Scénario défavorable : une remontée au-delà de 4 %
Un choc pétrolier durable, une dégradation de la note souveraine française ou un durcissement inattendu de la politique monétaire américaine pourraient pousser les taux au-delà de 4 %, voire vers 4,5 % sur 20 ans. Sa probabilité est estimée entre 10 % et 15 %, ce qui en fait un risque réel, non marginal. Sur un emprunt de 250 000 euros à 20 ans, passer de 3,4 % à 4,2 % représente environ 100 euros de mensualité supplémentaire, soit plus de 24 000 euros d’intérêts en plus sur la durée totale.
Prévision taux immobilier 2027 — fourchettes par scénario
Taux sur 20 ans
2,4 % – 3,0 %
Probabilité : 20 – 25 %
Inflation maîtrisée, OAT en détente, compétition bancaire forte
Taux sur 20 ans
2,8 % – 3,5 %
Probabilité : 60 – 65 %
Normalisation historique — Banque Postale : 3,4 % en moyenne sur 20 ans
Taux sur 20 ans
3,8 % – 4,6 %+
Probabilité : 10 – 15 %
Choc inflationniste, dégradation OAT, durcissement BCE
Faut-il attendre 2027 pour acheter ou investir ?
Ce que vous risquez à attendre une baisse hypothétique
La décision d’attendre repose sur un pari à double face. Si les taux baissent d’ici 2027, vous pourrez toujours renégocier ou faire racheter votre crédit, à condition que l’écart de taux dépasse 0,7 point et que le capital restant dû soit suffisant. En revanche, si les taux remontent, la perte de capacité d’emprunt est immédiate : un passage de 3,4 % à 4,2 % sur 20 ans réduit la capacité d’emprunt d’un ménage disposant de 1 400 euros de mensualité d’environ 22 000 euros. Les deux années d’attente représentent par ailleurs deux années de loyers versés à perte, deux années d’amortissement du capital inexistantes et une éventuelle hausse des prix si la demande repart.
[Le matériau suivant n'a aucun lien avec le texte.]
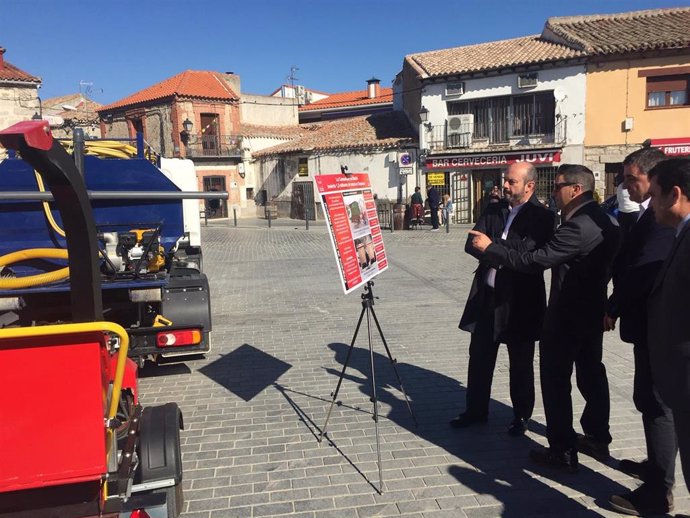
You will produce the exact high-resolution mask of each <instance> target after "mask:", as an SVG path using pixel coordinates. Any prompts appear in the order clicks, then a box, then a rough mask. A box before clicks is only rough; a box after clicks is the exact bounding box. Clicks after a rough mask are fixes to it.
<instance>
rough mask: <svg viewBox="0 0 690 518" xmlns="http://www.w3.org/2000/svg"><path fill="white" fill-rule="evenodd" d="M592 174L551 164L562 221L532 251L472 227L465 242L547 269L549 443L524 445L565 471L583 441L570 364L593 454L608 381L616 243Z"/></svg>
mask: <svg viewBox="0 0 690 518" xmlns="http://www.w3.org/2000/svg"><path fill="white" fill-rule="evenodd" d="M593 191H594V174H592V171H590V170H589V169H588V168H586V167H584V166H581V165H573V164H563V165H561V166H560V167H559V168H558V171H557V173H556V178H555V185H554V190H553V196H554V198H555V200H556V204H557V206H558V208H559V209H560V210H561V215H562V221H563V223H562V224H561V226H560V227H558V229H557V230H556V232H555V234H554V235H553V237H552V238H551V240H550V241H549V242H548V243H546V245H544V246H543V247H541V248H539V249H537V250H531V251H520V250H513V249H510V248H508V247H506V246H504V245H503V244H501V243H499V242H495V243H492V241H491V239H489V238H488V237H487V236H486V235H484V234H483V233H481V232H477V231H470V234H472V236H473V238H472V243H473V246H474V247H475V248H476V249H477V250H479V251H481V252H483V253H484V254H485V256H486V257H487V259H488V260H490V261H494V262H495V263H496V264H499V265H502V266H504V267H506V268H511V269H514V270H518V271H523V272H539V271H543V270H546V269H548V268H551V269H552V275H551V293H550V296H549V303H548V307H547V309H546V317H545V321H544V328H543V331H542V336H541V341H540V344H539V350H540V374H541V387H542V398H543V400H544V410H545V413H546V436H547V439H548V441H549V447H548V448H545V449H541V450H532V451H531V452H530V457H531V458H532V460H534V461H535V462H538V463H540V464H544V465H547V466H551V467H554V468H559V469H563V470H567V471H576V470H577V467H578V459H577V451H578V446H582V445H583V441H582V440H580V441H578V436H577V434H576V433H575V430H574V429H573V405H572V398H571V382H570V379H571V377H572V373H573V365H574V366H576V372H577V377H576V379H577V386H578V388H579V390H580V392H581V393H582V396H583V397H584V399H585V409H584V411H583V413H582V417H581V419H580V423H581V425H582V429H583V431H584V432H585V436H584V439H585V441H584V442H585V444H587V446H589V445H592V446H594V448H596V449H597V451H598V454H599V455H598V456H599V457H604V456H608V444H609V443H610V442H611V435H610V433H609V410H610V402H609V388H608V380H607V378H606V369H605V368H604V364H603V363H602V342H603V327H602V324H601V323H602V321H603V318H604V313H605V309H606V286H607V284H608V282H609V280H610V278H611V264H612V262H613V259H614V257H615V255H616V252H617V250H618V245H619V240H620V232H619V228H618V224H617V223H616V222H615V220H613V219H612V218H610V217H609V216H608V215H607V214H606V213H605V212H604V211H603V210H602V209H601V208H600V207H599V205H598V204H597V203H596V202H595V201H594V198H593Z"/></svg>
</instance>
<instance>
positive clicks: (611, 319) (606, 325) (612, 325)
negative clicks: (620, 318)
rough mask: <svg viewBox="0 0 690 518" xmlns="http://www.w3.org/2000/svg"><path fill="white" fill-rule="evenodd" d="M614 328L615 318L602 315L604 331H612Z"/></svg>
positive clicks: (605, 315) (614, 326)
mask: <svg viewBox="0 0 690 518" xmlns="http://www.w3.org/2000/svg"><path fill="white" fill-rule="evenodd" d="M614 329H616V318H614V317H611V316H609V315H604V331H613V330H614Z"/></svg>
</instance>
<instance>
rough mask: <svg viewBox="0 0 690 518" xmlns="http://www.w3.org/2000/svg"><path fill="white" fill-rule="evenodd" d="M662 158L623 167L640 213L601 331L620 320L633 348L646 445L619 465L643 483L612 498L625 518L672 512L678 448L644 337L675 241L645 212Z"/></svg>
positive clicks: (624, 163)
mask: <svg viewBox="0 0 690 518" xmlns="http://www.w3.org/2000/svg"><path fill="white" fill-rule="evenodd" d="M665 158H666V155H664V153H663V152H662V151H661V150H660V149H658V148H652V147H647V148H642V149H639V150H637V151H635V152H634V153H631V154H630V155H628V156H627V157H626V158H625V160H624V161H623V174H624V175H625V184H626V185H625V187H626V190H627V191H628V193H629V195H630V199H631V200H632V201H633V202H634V203H637V204H639V207H640V210H639V213H638V214H639V216H638V218H637V220H636V221H633V222H632V224H629V230H628V231H627V232H625V230H623V233H624V236H625V237H624V239H623V246H622V247H621V251H620V253H619V254H618V257H617V258H616V261H615V263H614V270H613V286H614V289H613V293H612V294H611V297H610V298H609V303H608V307H607V310H606V316H605V317H604V331H611V330H613V329H614V328H615V323H616V320H617V319H618V318H619V317H620V336H621V340H623V341H624V342H627V343H630V344H633V357H634V359H635V378H634V382H633V401H634V402H635V408H637V410H638V411H639V412H640V413H641V414H642V425H643V427H644V435H645V440H646V443H647V460H646V461H643V462H636V461H634V460H630V459H623V460H621V461H620V463H619V469H620V470H621V471H623V472H624V473H627V474H629V475H631V476H633V477H635V478H638V479H640V480H642V481H643V484H642V485H641V486H640V487H638V488H637V489H635V490H634V491H631V492H628V493H626V494H624V495H614V496H612V497H611V505H612V506H613V508H614V509H616V510H617V511H620V512H622V513H626V514H664V513H667V512H669V511H670V510H671V509H673V492H672V490H673V484H674V482H675V476H674V475H675V466H676V462H675V460H676V454H677V451H678V447H677V444H676V434H675V430H674V428H673V415H672V413H671V409H670V408H669V407H668V406H666V405H665V404H664V402H663V401H662V400H661V397H660V396H659V393H658V392H657V390H656V388H655V386H654V383H653V382H652V369H651V366H650V364H649V346H650V345H651V346H652V347H654V346H656V343H655V341H654V338H653V337H652V341H651V342H649V344H648V337H647V298H648V297H649V292H650V291H651V290H652V284H654V279H656V276H657V274H658V273H659V270H661V265H662V264H663V263H664V259H666V257H667V256H668V254H669V252H670V250H671V246H672V245H673V238H674V229H672V228H671V227H665V226H662V225H660V224H658V223H657V222H656V220H655V217H654V216H655V215H654V209H653V208H651V207H650V206H649V202H650V193H649V188H650V182H649V176H648V172H649V171H651V170H652V168H653V167H654V166H656V165H657V164H658V163H659V162H661V161H662V160H664V159H665ZM619 221H621V220H620V219H619Z"/></svg>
L’état actuel du marché immobilier français, en phase de stabilisation avec un léger recul de 0,2 % au dernier trimestre, offre un contexte d’achat sans surchauffe. C’est souvent dans ces périodes que les dossiers bien construits font la différence.
L’impact du taux sur un investissement locatif en 2027
Pour un investisseur locatif, chaque demi-point de taux supplémentaire sur un emprunt de 200 000 euros représente environ 50 euros de mensualité en plus, soit 600 euros d’effort annuel supplémentaire. Sur les marchés de Lyon, Toulouse et Nantes, où les rendements bruts oscillent entre 4 % et 5,5 % selon les quartiers et la typologie du bien, la marge de manœuvre reste positive dans le scénario central. Elle se réduit sensiblement dans le scénario défavorable. La règle reste celle du raisonnement en coût global de détention : un bien bien situé, acheté à un prix négocié, résistera mieux aux variations de taux qu’un bien payé au prix fort avec un financement optimal.
Pour approfondir les dynamiques locales, nos pages sur les prix immobilier Lyon, Toulouse et Nantes donnent les repères de marché actualisés.
Ce que Canberra Immo retient de ces prévisions
La prévision des taux immobiliers en 2027 ne peut pas être réduite à un chiffre unique. Elle est une fourchette, conditionnée par des variables géopolitiques, budgétaires et monétaires en interaction permanente. Ce que les données nous enseignent est plus utile que n’importe quelle projection : les investisseurs qui ont le mieux performé sur longue période ne sont pas ceux qui ont attendu le taux le plus bas. Ce sont ceux qui ont construit des projets solides, dans des emplacements porteurs, avec une marge de sécurité dans leur plan de financement. Votre stratégie doit intégrer les trois scénarios, rester viable dans chacun d’eux, et vous permettre d’agir dans les conditions actuelles plutôt que de parier sur des conditions hypothétiques.